From Ohio History Central
Cincinnati is generally recognized as the conservative heart of Ohio. Yet, for three days in 1884, Queen City citizens transformed their city into a war zone of deadly magnitude. From March 28 through March 30, 1884, law enforcement officers and Ohio National Guardsmen engaged in intense street fighting with mobs of Cincinnati residents that left more than forty people dead and over one hundred injured.
The Cincinnati Courthouse Riot was rooted in a corrupt political system that failed to control crime, which was rampant in the city during the late 19th century. Political leaders earned reputations for controlling elections and manipulating judges and juries in return for personal gain. Violent crime grew to such proportions in the 1880s that the ''Cincinnati Enquirer'' referred to the Queen City as a "College of Murder". By March 1884, Cincinnati residents had had enough.

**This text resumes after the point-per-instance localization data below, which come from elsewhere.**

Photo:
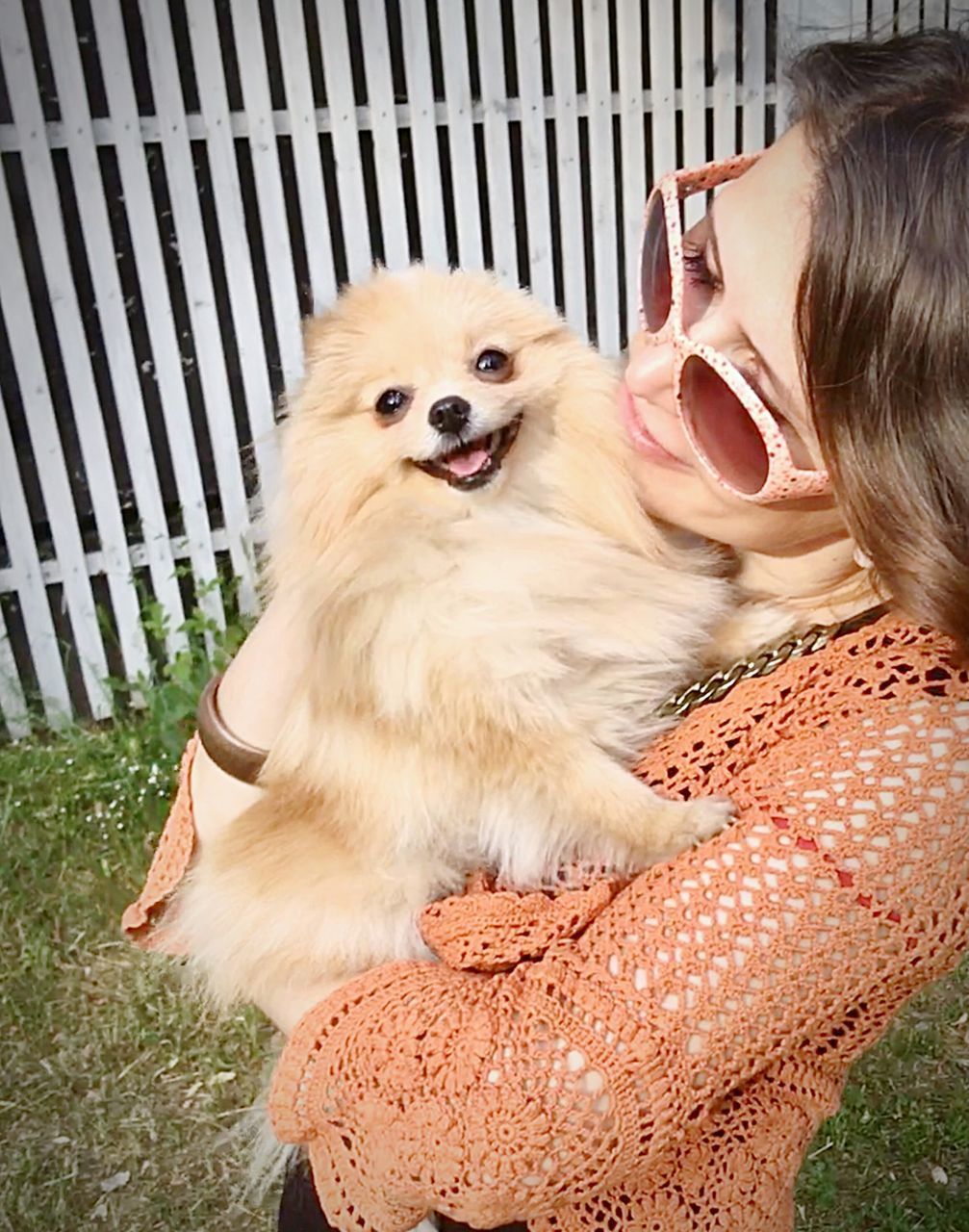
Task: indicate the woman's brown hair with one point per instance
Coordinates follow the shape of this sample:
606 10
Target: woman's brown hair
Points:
883 306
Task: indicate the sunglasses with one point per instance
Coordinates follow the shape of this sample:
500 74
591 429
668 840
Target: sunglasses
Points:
730 429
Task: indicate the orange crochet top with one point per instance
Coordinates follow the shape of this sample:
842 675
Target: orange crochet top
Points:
669 1050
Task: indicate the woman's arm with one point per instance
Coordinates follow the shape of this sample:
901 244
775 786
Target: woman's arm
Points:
254 696
839 892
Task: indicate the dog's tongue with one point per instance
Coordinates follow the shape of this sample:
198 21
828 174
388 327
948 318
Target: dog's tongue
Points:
468 462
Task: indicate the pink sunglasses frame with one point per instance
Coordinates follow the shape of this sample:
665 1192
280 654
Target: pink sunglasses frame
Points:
784 480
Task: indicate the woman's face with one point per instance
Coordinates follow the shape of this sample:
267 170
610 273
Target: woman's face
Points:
744 264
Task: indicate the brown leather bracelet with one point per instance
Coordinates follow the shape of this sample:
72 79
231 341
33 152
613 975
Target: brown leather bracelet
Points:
237 757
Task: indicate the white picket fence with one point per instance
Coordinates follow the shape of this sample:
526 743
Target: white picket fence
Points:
183 180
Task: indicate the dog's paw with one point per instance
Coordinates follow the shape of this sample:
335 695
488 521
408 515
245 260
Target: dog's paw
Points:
703 818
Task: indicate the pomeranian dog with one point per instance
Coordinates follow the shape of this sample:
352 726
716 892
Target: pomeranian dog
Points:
492 623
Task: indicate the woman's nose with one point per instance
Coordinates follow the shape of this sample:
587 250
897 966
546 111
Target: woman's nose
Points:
649 370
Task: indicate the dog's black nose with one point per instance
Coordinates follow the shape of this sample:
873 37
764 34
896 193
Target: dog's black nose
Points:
449 416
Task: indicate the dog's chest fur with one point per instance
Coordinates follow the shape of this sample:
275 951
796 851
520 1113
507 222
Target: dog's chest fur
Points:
442 650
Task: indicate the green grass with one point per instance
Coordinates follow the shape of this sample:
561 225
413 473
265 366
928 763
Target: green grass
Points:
111 1074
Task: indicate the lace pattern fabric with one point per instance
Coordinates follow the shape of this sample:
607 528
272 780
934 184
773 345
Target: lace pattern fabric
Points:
675 1060
669 1048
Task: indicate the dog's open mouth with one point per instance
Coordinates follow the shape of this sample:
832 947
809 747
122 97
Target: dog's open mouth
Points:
474 463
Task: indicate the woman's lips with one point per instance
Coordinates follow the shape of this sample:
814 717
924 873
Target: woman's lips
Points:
643 441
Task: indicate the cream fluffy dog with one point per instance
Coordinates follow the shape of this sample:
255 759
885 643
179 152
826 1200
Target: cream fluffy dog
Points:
492 624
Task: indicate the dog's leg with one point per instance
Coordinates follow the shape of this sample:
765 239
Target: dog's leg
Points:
599 799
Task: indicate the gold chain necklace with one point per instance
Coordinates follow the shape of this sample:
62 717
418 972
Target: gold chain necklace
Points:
794 646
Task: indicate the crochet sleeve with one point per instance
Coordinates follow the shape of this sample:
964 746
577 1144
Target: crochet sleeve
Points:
839 892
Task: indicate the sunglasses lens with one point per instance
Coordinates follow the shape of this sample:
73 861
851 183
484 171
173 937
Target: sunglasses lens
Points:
655 277
722 429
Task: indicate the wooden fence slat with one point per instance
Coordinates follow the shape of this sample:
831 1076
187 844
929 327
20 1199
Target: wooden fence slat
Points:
423 133
661 68
52 475
497 143
908 16
157 306
725 80
62 39
568 166
694 75
632 139
299 105
754 74
236 251
273 225
601 167
883 16
344 139
43 196
13 705
461 133
31 590
534 150
383 124
199 293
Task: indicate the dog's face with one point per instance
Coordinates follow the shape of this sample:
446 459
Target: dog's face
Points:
449 390
434 379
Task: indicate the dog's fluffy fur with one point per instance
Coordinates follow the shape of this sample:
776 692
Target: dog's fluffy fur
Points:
484 664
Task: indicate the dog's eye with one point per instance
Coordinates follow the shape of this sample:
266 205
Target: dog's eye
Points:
493 365
393 403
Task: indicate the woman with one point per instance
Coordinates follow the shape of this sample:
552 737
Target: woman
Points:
800 392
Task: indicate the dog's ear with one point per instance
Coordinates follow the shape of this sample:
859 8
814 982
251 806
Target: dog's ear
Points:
316 331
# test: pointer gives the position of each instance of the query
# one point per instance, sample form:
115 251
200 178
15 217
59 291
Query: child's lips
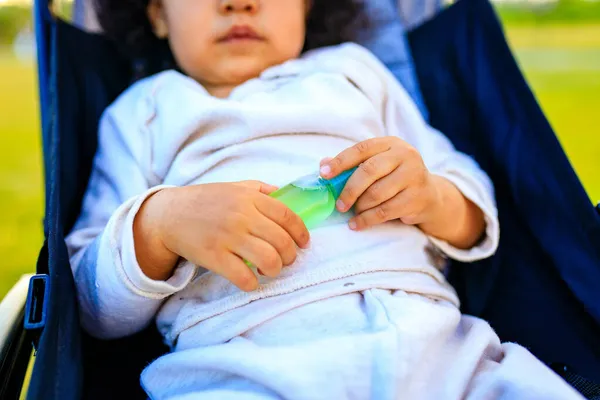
240 33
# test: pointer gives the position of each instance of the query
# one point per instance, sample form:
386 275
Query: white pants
374 344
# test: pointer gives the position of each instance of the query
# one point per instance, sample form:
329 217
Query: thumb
262 187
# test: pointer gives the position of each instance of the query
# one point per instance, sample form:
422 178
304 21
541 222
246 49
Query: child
265 92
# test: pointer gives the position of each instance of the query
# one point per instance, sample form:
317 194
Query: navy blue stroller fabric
538 290
542 288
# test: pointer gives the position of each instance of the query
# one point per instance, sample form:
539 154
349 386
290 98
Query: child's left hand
392 182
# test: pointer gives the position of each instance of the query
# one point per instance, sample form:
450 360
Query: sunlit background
556 42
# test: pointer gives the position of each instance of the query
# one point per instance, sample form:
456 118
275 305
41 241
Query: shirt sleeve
402 118
115 297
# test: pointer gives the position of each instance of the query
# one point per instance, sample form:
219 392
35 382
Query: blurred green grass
561 61
21 180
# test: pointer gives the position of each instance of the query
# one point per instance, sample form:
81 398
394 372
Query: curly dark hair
329 22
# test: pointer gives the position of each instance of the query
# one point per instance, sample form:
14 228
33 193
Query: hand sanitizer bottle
313 197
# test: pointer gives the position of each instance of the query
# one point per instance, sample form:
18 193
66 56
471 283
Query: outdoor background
557 44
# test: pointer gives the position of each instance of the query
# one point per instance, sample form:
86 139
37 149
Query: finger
232 268
260 254
404 204
354 155
279 213
259 186
367 174
382 190
277 237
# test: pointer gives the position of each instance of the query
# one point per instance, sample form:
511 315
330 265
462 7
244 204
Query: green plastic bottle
313 197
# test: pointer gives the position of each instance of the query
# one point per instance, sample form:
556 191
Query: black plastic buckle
36 307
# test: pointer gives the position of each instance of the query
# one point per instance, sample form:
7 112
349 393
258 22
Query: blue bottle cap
338 183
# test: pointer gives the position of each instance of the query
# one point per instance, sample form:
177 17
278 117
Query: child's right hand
218 226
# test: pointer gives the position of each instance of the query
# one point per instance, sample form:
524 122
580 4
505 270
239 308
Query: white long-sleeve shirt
167 130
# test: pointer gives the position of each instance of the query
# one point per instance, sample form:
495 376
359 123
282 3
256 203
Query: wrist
154 257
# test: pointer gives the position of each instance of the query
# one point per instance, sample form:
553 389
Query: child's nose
230 6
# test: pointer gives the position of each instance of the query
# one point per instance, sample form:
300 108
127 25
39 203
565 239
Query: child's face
223 43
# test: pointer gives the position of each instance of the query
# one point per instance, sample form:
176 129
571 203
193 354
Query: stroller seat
539 290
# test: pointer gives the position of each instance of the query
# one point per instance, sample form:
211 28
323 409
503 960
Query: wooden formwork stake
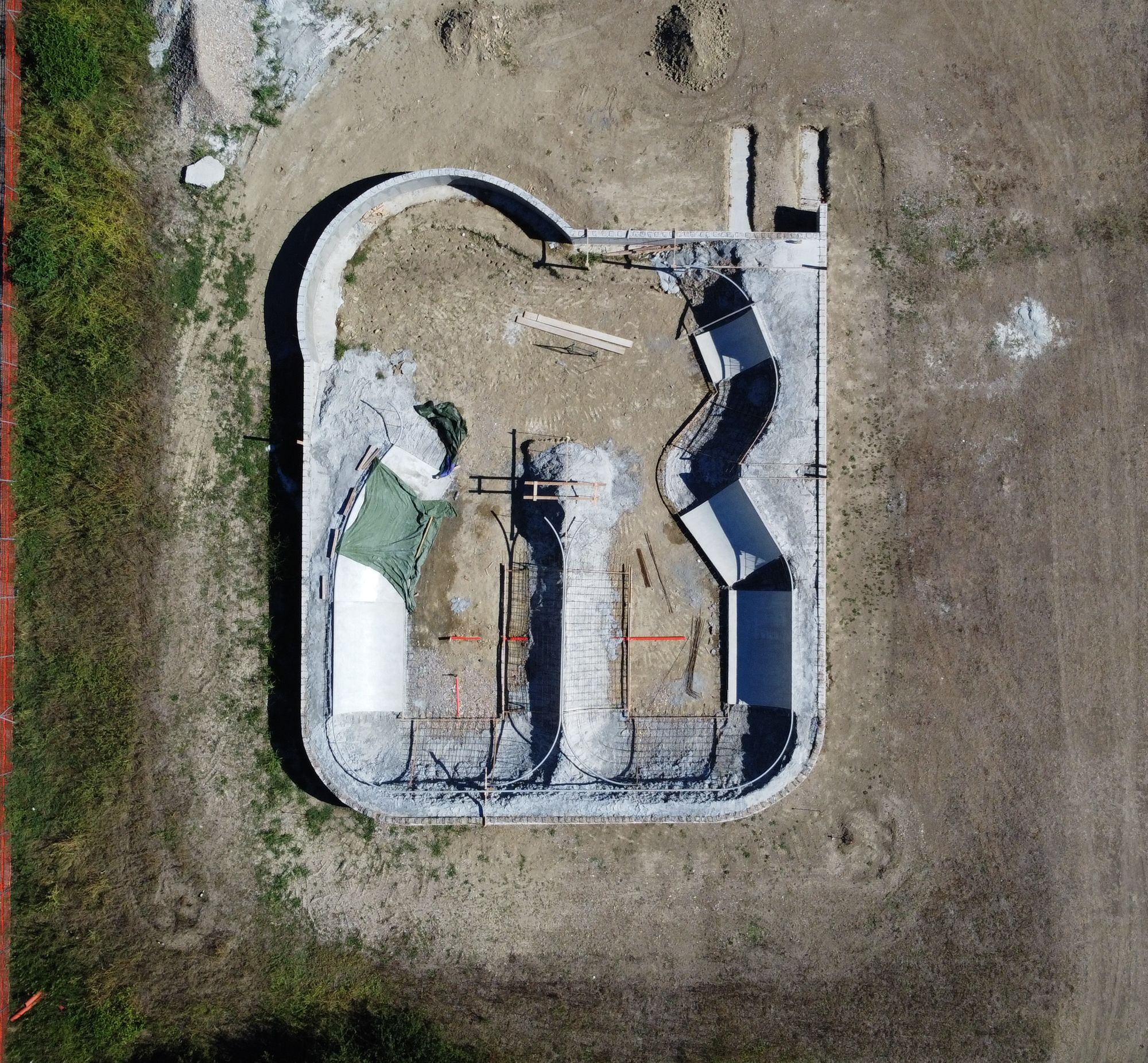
646 576
662 583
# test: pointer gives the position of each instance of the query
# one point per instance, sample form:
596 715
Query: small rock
206 174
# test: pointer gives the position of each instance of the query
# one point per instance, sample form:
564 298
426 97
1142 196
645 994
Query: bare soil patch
692 43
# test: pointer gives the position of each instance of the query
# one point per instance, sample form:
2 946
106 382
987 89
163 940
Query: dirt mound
692 43
474 30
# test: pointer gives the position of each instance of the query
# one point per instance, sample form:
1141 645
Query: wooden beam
568 335
587 332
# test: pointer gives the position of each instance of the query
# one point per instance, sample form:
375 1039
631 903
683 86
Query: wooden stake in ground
646 576
662 583
693 663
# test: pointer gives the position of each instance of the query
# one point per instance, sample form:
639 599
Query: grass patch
88 291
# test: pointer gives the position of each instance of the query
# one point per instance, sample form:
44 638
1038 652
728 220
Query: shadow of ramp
767 744
285 477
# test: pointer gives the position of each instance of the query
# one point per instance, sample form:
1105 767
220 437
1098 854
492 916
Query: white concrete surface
421 477
732 534
369 642
809 156
740 191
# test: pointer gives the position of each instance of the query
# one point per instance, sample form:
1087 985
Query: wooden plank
369 456
588 332
646 575
575 337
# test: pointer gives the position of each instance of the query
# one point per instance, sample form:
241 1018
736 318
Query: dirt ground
963 878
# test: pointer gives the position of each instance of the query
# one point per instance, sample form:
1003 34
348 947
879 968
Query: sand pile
692 43
222 55
475 32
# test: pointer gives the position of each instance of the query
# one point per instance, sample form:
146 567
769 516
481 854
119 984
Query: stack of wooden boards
575 333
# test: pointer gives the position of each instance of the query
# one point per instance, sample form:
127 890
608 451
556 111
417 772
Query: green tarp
452 429
394 531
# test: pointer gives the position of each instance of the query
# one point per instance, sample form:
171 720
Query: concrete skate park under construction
561 724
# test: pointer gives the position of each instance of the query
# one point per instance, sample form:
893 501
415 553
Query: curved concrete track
602 764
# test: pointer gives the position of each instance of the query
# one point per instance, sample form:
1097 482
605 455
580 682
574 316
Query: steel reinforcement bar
10 135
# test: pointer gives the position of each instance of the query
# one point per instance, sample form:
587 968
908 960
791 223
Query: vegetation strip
10 133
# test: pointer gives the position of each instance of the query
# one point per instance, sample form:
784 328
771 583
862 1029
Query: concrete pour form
744 478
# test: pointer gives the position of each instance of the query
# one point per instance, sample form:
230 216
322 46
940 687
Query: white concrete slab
731 533
738 344
369 642
417 475
740 181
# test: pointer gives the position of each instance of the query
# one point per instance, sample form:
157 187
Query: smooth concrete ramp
761 648
740 343
731 533
369 642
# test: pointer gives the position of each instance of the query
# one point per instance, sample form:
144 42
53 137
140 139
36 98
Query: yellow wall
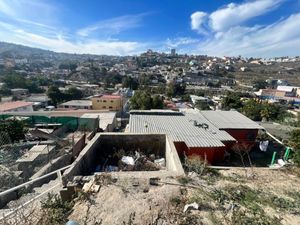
114 104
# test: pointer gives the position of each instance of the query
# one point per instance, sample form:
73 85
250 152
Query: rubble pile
131 161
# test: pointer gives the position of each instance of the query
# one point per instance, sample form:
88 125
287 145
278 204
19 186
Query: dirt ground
234 196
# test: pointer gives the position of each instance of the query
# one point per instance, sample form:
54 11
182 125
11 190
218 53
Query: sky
250 28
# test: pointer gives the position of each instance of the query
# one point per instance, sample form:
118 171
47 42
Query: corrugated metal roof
230 120
180 127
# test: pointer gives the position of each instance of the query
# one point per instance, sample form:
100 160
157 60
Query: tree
260 84
202 105
252 109
232 101
144 101
294 142
129 82
14 128
175 89
55 95
157 102
258 111
73 93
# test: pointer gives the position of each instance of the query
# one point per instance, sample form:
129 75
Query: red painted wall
212 154
243 136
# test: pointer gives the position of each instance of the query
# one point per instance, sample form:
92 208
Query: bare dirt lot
234 196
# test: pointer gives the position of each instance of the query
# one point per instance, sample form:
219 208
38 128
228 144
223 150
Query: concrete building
18 106
194 132
76 104
19 92
107 102
98 154
234 123
105 121
39 100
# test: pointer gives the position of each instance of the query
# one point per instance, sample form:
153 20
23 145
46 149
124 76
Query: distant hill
9 50
14 50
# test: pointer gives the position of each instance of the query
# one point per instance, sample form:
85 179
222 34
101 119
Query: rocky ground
234 196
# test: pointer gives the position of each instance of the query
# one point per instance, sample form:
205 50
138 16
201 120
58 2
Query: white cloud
114 25
228 35
197 21
236 14
61 44
28 11
179 42
26 22
278 39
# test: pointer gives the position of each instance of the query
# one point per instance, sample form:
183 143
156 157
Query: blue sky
258 28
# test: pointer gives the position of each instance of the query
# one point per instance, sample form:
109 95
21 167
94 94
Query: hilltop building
18 106
107 102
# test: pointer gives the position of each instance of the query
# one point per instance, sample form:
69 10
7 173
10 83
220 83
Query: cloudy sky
258 28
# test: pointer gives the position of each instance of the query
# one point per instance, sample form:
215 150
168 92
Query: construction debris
131 161
193 205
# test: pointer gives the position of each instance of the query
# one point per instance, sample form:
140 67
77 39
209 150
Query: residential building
19 92
76 104
18 106
194 132
105 121
107 102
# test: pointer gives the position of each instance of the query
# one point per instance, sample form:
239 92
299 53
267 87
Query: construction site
75 170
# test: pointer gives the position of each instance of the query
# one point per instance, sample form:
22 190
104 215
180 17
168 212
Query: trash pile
129 161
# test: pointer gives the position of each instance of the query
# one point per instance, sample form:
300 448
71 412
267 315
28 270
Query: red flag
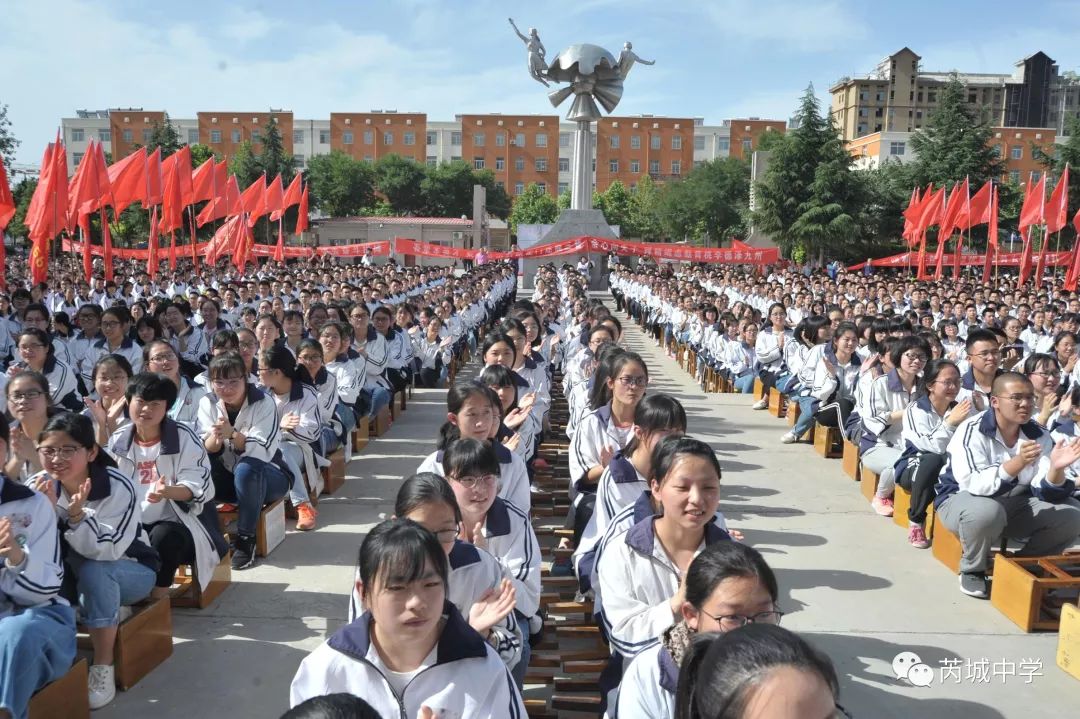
1056 215
292 198
127 180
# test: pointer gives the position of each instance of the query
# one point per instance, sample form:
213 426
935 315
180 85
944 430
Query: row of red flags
165 188
959 211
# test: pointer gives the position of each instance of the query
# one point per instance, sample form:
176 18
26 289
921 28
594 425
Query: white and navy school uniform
463 677
183 459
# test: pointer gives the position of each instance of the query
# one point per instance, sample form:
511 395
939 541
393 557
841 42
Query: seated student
105 546
493 524
639 571
37 625
478 585
37 354
239 425
300 424
880 444
1004 474
471 416
929 423
728 586
172 482
758 670
410 648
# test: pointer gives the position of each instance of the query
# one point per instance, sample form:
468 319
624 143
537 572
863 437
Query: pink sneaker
882 506
917 538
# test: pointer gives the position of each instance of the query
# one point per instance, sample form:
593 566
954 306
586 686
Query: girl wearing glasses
412 652
241 432
728 586
105 545
477 584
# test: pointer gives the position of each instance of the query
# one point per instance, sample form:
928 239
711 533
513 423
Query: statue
538 65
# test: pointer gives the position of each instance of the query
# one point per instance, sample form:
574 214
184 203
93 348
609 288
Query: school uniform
463 677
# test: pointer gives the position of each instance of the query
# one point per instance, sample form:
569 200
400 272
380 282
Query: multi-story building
899 95
368 136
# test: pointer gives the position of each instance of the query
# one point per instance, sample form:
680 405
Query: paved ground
848 581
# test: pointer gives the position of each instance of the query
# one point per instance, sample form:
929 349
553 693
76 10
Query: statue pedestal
574 224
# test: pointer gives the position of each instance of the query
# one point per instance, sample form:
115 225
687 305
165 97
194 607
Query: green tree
340 186
955 143
399 180
8 141
534 206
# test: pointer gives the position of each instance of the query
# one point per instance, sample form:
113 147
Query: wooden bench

The event that precipitated the riot was the murder trial of William Berner. In a high profile case, Berner stood accused of beating his employer to death in the act of stealing $285. When the jury convicted him of manslaughter, instead of murder, the judge called the decision "a damned outrage" and the irate crowd packing the courtroom threatened to lynch the jury. On Thursday, March 27, the newspapers called for a meeting of citizens the next evening to condemn the verdict.